For 17 days I couldn’t do what I used to do, the things (like going to Mass) which I had done to, in a sense, define me. I could hardly read, study, write, etc. and these things were fundamental to the way I presented myself. This met another aspect of a hospital stay, that of basic humility. I was at a point where I could do more or less nothing for myself. It was not unlike being 3 again.

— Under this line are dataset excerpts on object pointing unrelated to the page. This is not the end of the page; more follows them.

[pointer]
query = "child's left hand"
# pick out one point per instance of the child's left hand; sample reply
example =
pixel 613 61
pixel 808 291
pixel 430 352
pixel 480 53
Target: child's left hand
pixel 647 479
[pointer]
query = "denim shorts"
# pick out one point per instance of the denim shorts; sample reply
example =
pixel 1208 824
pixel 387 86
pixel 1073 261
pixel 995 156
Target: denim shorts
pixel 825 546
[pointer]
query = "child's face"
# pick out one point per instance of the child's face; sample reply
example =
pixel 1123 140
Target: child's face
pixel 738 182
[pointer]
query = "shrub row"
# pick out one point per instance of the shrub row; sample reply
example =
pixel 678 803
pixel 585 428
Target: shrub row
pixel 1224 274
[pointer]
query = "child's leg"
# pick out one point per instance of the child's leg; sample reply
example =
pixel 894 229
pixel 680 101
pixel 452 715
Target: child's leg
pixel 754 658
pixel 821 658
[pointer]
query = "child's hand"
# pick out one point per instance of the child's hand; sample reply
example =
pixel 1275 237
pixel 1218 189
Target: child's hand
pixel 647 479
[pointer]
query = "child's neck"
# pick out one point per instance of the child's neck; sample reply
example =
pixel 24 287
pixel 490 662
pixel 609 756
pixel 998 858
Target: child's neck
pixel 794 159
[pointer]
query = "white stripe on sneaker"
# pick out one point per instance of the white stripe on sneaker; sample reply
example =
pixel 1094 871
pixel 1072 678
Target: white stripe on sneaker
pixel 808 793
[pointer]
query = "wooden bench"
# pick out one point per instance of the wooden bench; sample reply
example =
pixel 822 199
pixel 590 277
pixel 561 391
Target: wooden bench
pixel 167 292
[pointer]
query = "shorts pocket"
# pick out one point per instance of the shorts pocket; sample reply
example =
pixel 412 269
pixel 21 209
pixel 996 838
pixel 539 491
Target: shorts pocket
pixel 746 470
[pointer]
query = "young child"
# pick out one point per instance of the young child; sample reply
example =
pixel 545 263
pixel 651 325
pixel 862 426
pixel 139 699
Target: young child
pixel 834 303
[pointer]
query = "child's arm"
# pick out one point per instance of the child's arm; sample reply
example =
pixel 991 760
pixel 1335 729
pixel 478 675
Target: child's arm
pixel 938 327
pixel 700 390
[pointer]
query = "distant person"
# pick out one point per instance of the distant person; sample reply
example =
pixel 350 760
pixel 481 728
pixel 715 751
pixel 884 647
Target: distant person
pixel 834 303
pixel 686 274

Humility strips you away. Or rather, it strips away the things we call ourselves while leaving our actual selves behind. All the toys, from laptops to tablets, televisions to cars, become more and more superfluous, things on the side that we invested too much in. Even my prayers had to go (not prayer itself, but the forms and sets of prayers I had invested in; I pray this at this time, in this way. It became something much less structured and clear, thoughts became shorter and words simpler. But it was still prayer). What is left are the bare bones of fear and desire; and of faith, hope, and love.

The problem, of course, is getting out of the hospital, because everything you left behind is waiting for you, from computers to the ability to dress yourself. I have learned what I can live without; now I must learn how to live without it, for blessed are the poor in spirit.